Anatomy of a $70 million Deal

By Ron Arnold: Executive Director
Daviess County Economic Development Corporation

When a team hits a winning streak, people often ask, “How did you do that?” Daviess County and Washington Indiana have recently enjoyed a number of consecutive expansions and outright wins, attracting this inevitable question.

The region clearly benefits from the opening of I-69 through the county, but the real cause for success can be summed up in one four-letter word: team.

One recent team win in particular – the $70 million expansion of the Grain Process Corporation (GPC) facility in Washington – comes to mind. Several individuals and organizations came together to make this happen and score a major win up against some well-funded and intense varsity players in economic development.

GPC currently processes upwards of 100,000 bushels of corn a day. Because of GPC, corn-rich Daviess County actually has become a corn-importer from surrounding counties and farms. Daviess County first won the GPC expansion project in a multi-state shootout in 1998, which laid the foundation for possible future growth.

A subsidiary of the Kent Corporation, the Washington-based $500 million wet mill holds a high reputation for its corn-based products, which include maltodextrins, corn syrup solids and starches, corn oil, ethyl alcohol and animal feeds. The local Indiana operation already employs 150 people and makes a solid positive economic and community partner impact on the region.

So when the GPC board of directors let it be known that it was considering a major expansion, it was time for a full court press.

Job one in this process was to build a team. Joe Wellman, the Mayor of Washington, and the county commissioners (with Tony Wichman serving as president of the Commissioners) already have a team rhythm in place to work together to land economic development deals.
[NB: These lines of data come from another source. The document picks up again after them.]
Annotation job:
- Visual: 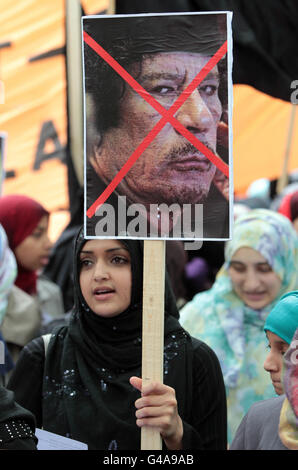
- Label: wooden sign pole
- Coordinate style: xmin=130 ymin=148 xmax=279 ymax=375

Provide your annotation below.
xmin=276 ymin=104 xmax=297 ymax=194
xmin=141 ymin=240 xmax=166 ymax=450
xmin=107 ymin=0 xmax=116 ymax=15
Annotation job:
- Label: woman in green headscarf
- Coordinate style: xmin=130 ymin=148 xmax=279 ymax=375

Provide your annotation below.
xmin=264 ymin=291 xmax=298 ymax=395
xmin=180 ymin=209 xmax=298 ymax=442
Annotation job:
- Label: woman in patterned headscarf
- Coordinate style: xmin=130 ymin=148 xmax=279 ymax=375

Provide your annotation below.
xmin=180 ymin=209 xmax=298 ymax=442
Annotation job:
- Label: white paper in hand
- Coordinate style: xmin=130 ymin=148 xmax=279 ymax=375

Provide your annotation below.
xmin=35 ymin=428 xmax=88 ymax=450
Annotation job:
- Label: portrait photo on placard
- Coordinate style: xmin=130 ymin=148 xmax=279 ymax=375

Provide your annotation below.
xmin=82 ymin=12 xmax=233 ymax=240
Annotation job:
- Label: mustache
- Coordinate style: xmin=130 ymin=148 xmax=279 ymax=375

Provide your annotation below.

So we had a lineup advantage there already.

GPC milling processes require a ready supply of energy. So we were fortunate to tap Ken Frye, general manager of Daviess-Martin REMC, and Chuck Martindale and Harold Gutzwiller of Hoosier Energy, to put together an attractive discounted rate to provide up to five additional megawatts of power. As Ken noted, the possibility of federal agency-driven energy price increases could have been a deal-killer. The temporary energy discounts sweetened the deal.

Washington is fortunate to have a long history of transportation and logistics driven initially by railroads. The east-west rail line through Washington still represents a major advantage, and GPC will be able to use new siding and a cross-deck loading facility when the expansion comes online. That, together with the north-south freight access of I-69, was another deal sweetener. By aggressively maintaining rail service, Daviess County had an edge.

Back to the team, we had the benefit of strong and critical support from the Radius Indiana regional economic development group, led by former Lt. Governor Becky Skillman (who holds a long record of economic development success) and development manager Jeremy Sowders. This was augmented and strengthened by solid leadership and resources of the Indiana Economic Development Corporation (IEDC), provided by Susan Vaughn and Pam Fisher.

All of the elements of this team added investment initiatives, negotiated conditional tax credits, performance-based tax abatements and other deal-makers.

All of the team’s efforts were greatly furthered when Gov. Mike Pence personally took part, making a personal visit to Kent and GPC executives in Iowa. The considerable strategic impact of having a state governor weigh in cannot be understated. As Gage Kent, the chairman and CEO of the Kent Corporation later said, “The business friendly leadership of Indiana Governor Mike Pence and his economic development team showed us that they were committed to helping GPC grow. We were also impressed with the local economic development team and the community members.”

Our out-of-state competition put together an impressive offense, but in the end our team was able to put enough critical shots on goal to win. Take one or elements out of our team, and there could have been a much different outcome. Each part played a critical role, and the sum of effective collaboration – from top to bottom – produced a win – a win for Washington and Daviess County, and a major win for Indiana.